## Task

In this compulsory task you will clean the country column and parse the date column in the **store_income_data_task.csv** file.

In [32]:
# Load up store_income_data.csv
import pandas as pd

df = pd.read_csv('store_income_data_task.csv')

1. Take a look at all the unique values in the "country" column. Then, convert the column to lowercase and remove any trailing white spaces.

In [34]:
# Inspect unique values in the 'country' column
print(df['country'].unique())

# Convert to lowercase and remove trailing white spaces
df['country'] = df['country'].str.lower().str.strip()
print(df['country'].unique())

['united states/' 'britain' 'united states' 'britain/' 'united kingdom'
 'u.k.' 'sa' 'u.k/' 'america' nan 's.a.' 'england' 'uk' 's.a./' 'u.k'
 'america/' 'sa.' '' 'uk.' 'england/' 'united states of america' 'uk/'
 'sa/' 'england.' 'america.' 's.a..' 'united states of america.'
 'united states of america/' 'united states.' 's. africasouth africa'
 'britain.' '/' 'united kingdom.' 's. africasouth africa/'
 'united kingdom/' 's. africasouth africa.' '.']
['united states/' 'britain' 'united states' 'britain/' 'united kingdom'
 'u.k.' 'sa' 'u.k/' 'america' nan 's.a.' 'england' 'uk' 's.a./' 'u.k'
 'america/' 'sa.' '' 'uk.' 'england/' 'united states of america' 'uk/'
 'sa/' 'england.' 'america.' 's.a..' 'united states of america.'
 'united states of america/' 'united states.' 's. africasouth africa'
 'britain.' '/' 'united kingdom.' 's. africasouth africa/'
 'united kingdom/' 's. africasouth africa.' '.']
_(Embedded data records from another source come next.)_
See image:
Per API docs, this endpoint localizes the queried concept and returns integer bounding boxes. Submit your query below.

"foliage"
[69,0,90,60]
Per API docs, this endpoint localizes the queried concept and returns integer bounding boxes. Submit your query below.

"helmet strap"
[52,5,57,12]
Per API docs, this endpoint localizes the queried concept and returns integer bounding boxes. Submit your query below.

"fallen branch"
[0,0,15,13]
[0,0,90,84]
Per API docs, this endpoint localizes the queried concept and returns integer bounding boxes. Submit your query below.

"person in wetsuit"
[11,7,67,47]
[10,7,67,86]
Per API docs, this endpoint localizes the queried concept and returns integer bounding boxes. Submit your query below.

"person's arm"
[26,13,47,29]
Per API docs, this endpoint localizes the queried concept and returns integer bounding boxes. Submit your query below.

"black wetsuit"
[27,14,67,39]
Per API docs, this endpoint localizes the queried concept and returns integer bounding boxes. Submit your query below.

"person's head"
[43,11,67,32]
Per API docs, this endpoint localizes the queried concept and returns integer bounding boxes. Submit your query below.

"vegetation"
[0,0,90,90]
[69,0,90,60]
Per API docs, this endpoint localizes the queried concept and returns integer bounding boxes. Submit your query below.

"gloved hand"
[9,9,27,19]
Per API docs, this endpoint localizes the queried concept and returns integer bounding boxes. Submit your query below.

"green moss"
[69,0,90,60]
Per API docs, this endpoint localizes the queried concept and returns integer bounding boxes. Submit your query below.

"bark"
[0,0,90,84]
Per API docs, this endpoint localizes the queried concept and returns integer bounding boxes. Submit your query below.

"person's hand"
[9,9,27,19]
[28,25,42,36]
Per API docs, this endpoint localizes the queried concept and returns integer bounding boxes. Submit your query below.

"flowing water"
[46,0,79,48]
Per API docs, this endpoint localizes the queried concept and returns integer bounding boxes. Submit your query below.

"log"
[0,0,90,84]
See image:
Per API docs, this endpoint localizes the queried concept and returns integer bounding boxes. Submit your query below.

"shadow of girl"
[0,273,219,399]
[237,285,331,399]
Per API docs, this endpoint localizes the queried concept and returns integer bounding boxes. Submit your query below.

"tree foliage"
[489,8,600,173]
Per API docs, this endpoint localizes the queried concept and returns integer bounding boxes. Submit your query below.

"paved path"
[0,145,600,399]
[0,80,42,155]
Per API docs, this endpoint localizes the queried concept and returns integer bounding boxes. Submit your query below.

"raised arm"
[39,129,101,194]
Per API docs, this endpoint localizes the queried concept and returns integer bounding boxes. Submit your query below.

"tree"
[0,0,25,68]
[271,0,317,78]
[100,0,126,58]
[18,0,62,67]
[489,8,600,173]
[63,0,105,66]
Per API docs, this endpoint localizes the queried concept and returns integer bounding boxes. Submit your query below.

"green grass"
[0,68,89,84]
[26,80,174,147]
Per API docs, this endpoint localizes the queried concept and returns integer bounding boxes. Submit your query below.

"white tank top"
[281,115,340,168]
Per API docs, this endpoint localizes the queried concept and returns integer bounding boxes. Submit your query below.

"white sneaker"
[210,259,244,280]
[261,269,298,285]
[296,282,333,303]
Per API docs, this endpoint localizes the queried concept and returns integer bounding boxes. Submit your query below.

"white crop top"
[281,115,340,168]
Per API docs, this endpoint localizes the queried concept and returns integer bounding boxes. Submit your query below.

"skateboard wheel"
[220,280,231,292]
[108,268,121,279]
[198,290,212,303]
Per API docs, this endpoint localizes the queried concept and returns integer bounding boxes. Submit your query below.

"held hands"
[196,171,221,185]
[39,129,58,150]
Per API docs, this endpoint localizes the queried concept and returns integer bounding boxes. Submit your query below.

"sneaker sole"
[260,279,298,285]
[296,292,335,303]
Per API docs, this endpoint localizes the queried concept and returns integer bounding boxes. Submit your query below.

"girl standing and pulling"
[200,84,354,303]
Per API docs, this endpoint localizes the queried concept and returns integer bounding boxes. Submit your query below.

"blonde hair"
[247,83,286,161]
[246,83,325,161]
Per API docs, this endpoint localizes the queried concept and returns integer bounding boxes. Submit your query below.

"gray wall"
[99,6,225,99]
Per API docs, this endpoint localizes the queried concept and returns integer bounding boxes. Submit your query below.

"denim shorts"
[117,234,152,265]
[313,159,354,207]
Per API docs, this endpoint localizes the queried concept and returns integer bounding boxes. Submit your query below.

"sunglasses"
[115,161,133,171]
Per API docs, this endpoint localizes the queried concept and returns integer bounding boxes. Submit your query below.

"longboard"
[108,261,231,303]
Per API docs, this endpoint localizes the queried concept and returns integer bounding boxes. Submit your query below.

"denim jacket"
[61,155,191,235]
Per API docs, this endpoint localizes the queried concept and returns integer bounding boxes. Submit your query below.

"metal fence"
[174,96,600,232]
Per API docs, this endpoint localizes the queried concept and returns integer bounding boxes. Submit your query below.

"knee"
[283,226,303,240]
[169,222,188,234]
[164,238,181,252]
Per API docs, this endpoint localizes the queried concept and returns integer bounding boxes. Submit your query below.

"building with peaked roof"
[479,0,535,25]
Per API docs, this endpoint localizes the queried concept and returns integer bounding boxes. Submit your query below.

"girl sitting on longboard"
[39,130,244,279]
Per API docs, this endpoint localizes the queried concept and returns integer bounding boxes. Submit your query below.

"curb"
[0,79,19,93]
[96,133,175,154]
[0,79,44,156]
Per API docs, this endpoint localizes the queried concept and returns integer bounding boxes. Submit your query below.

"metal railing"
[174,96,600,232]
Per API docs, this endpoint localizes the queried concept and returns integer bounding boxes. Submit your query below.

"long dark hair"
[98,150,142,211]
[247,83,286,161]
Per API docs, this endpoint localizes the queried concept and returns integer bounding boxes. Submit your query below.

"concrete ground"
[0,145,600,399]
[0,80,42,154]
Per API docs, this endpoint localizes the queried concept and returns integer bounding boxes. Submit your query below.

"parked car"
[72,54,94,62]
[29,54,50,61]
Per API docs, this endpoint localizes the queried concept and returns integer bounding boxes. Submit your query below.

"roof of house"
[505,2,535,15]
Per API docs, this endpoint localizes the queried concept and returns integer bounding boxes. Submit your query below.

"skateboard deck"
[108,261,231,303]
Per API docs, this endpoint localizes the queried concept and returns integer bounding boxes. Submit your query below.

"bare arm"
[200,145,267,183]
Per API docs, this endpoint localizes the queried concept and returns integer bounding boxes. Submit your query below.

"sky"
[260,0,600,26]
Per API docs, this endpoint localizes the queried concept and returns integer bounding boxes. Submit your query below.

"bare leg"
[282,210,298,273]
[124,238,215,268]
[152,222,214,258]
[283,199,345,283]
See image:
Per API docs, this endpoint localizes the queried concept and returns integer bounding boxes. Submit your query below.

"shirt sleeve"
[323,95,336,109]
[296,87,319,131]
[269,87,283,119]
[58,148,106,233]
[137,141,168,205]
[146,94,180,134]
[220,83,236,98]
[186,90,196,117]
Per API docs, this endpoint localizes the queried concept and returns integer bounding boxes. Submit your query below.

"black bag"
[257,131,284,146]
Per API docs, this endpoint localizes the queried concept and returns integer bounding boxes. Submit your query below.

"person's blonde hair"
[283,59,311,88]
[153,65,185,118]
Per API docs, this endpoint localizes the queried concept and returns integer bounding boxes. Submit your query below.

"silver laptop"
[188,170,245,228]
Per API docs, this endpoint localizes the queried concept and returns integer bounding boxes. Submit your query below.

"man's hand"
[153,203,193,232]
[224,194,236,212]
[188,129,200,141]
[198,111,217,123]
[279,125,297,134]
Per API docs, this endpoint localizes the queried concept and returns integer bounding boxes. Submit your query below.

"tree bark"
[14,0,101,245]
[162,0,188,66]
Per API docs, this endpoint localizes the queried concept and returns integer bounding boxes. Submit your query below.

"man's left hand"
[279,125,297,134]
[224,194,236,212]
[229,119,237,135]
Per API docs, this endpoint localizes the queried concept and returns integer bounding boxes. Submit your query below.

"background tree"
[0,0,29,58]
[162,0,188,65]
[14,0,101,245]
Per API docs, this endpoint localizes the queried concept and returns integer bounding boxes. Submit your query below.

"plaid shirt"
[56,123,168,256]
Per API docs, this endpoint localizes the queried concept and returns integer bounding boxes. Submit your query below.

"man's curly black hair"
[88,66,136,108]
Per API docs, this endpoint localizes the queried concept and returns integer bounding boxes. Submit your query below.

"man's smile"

2. Note that there should only be three separate countries. Eliminate all variations, so that 'South Africa', 'United Kingdom' and 'United States' are the only three countries.

In [35]:
from fuzzywuzzy import process, fuzz

# Define the function to replace matches in the provided column
def replace_matches_in_column(df, column, string_to_match, min_ratio=90):
    # Get a list of unique strings
    strings = df[column].unique()
    
    # Get the top closest matches to our input string
    matches = process.extract(string_to_match, strings, 
                              limit=10, scorer=fuzz.token_sort_ratio)
    
    # Only get matches with a ratio >= min_ratio
    close_matches = [match[0] for match in matches if match[1] >= min_ratio]
    
    # Get the rows of all the close matches in our DataFrame
    rows_with_matches = df[column].isin(close_matches)
    
    # Replace all rows with close matches with the input string
    df.loc[rows_with_matches, column] = string_to_match
    
    # Let us know when the function is done
    print(f"All done for {string_to_match}!")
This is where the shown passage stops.